En dix minutes, grâce à ces pourboires, mes papiers étaient sortis des dossiers, où on les avait enfouis à dessein, et la dernière signature était donnée. Il me restait à payer les droits de douane pour un fusil dont les canons datent de trente ans ; ces droits se montaient modestement à 57 francs : «Vous avez de la chance, me dit le caissier, qu'on ne vous applique pas le tarif allemand, il est triple du vôtre !» Le caissier attendait, sans doute, une effusion de reconnaissance...

En sortant, je découvris au fronton du bâtiment de la douane une statue. J'eus le temps de l'examiner et d'y reconnaître une statue de Mercure !
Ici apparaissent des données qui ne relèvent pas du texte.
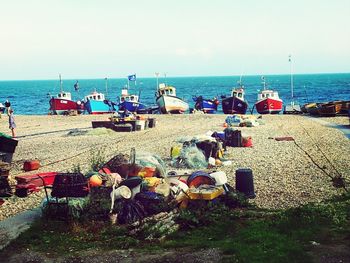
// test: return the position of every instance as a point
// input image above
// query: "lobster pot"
(244, 182)
(70, 185)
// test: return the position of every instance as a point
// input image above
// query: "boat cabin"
(95, 96)
(239, 93)
(64, 95)
(129, 98)
(166, 90)
(264, 94)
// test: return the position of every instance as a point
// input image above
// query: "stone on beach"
(284, 176)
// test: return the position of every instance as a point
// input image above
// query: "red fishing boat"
(63, 103)
(268, 101)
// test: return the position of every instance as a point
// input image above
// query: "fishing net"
(151, 160)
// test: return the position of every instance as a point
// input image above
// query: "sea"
(31, 97)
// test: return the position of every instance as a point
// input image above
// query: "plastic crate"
(7, 145)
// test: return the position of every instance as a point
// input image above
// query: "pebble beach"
(285, 172)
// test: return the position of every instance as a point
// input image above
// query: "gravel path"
(284, 175)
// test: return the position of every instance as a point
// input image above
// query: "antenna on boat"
(263, 82)
(291, 77)
(157, 76)
(60, 83)
(106, 83)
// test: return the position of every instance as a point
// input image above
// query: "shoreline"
(284, 176)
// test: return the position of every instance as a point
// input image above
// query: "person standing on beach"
(12, 124)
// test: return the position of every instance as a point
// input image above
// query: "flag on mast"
(132, 77)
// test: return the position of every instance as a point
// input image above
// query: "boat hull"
(99, 107)
(234, 105)
(171, 104)
(269, 106)
(132, 106)
(62, 106)
(205, 105)
(329, 109)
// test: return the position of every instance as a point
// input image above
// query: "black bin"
(244, 182)
(7, 145)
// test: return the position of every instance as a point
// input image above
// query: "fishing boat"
(167, 100)
(96, 103)
(130, 102)
(329, 109)
(293, 107)
(206, 105)
(345, 107)
(235, 104)
(268, 101)
(63, 103)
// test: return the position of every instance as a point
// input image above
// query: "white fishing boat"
(167, 100)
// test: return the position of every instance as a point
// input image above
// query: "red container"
(31, 165)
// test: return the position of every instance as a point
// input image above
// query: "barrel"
(244, 182)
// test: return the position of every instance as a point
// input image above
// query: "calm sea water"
(31, 97)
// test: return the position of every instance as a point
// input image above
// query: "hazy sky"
(106, 38)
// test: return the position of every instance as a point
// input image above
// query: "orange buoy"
(95, 180)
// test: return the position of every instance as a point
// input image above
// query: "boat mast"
(263, 82)
(157, 76)
(60, 83)
(291, 77)
(106, 84)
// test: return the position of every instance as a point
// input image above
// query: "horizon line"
(182, 76)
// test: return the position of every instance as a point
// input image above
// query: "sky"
(104, 38)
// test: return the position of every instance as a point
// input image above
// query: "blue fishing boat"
(130, 102)
(206, 105)
(95, 103)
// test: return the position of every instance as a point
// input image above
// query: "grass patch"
(243, 235)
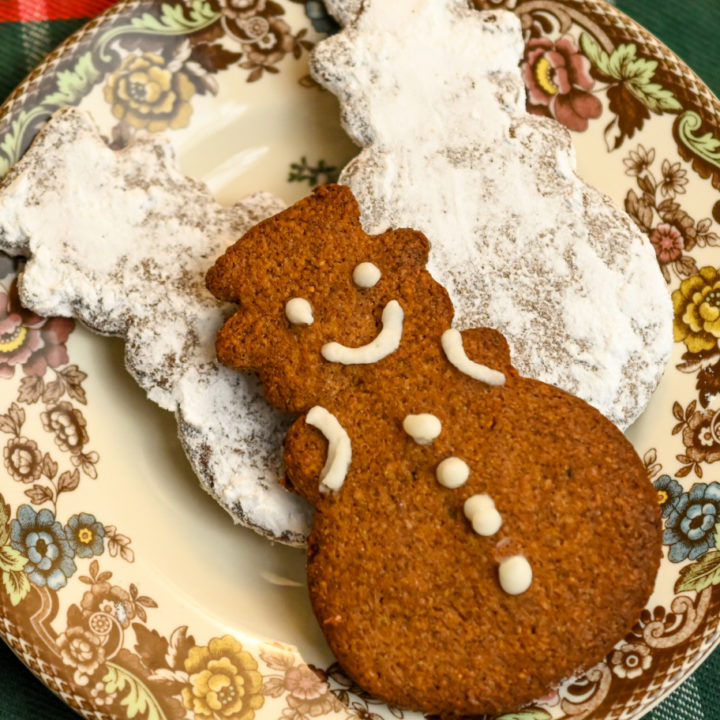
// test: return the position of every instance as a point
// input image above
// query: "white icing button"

Voilà le souvenir qui me reste du Marseille russe...


[CHAPITRE III]

KIEF

Kïef, la ville sainte, s'étage sur de grasses et voluptueuses collines, au bord desquelles le Dnièpre roule mollement son flot bleu. Moscou a une beauté triomphante, et nous subjugue par ses splendeurs et ses débauches de coloris ; la beauté de Kïef est charmeuse ; elle ne nous brusque pas, elle enlace doucement le cœur. Il semble que sur cette ville flotte une atmosphère de grâce et de plaisance dont les plus insensibles même se sentent enveloppés. D'où vient ce charme étrange ? Il est, en Russie, d'autres villes qui dominent un large fleuve et une plaine fertile ; pas une, pourtant, ne donne l'impression délicate de Kïef la ville sainte. Il semble qu'un peu de la vivacité sympathique et douce des Petits-Russiens soit passée dans leur capitale, et se manifeste à nous par ces verdures tachetées de blanc, par ces églises aux flamboyantes coupoles d'or fin, par ce fleuve bleu qui s'épand au loin dans une plaine luxuriante, par ce ciel éclatant et clément et doux. L'horizon n'a que des nuances tendres et fondues, rien de heurté ; l'air est léger, la vie calme et gaie. On est loin de l'avidité qui dresse autour des villes modernes son armée d'usines, et loin aussi de la résignation un peu apathique de la Russie septentrionale. Kïef est une ville de sourires et de chansons fredonnées : la gaîté trop bruyante, aussi bien que la tristesse, dans son cadre mollement gracieux, ferait tache.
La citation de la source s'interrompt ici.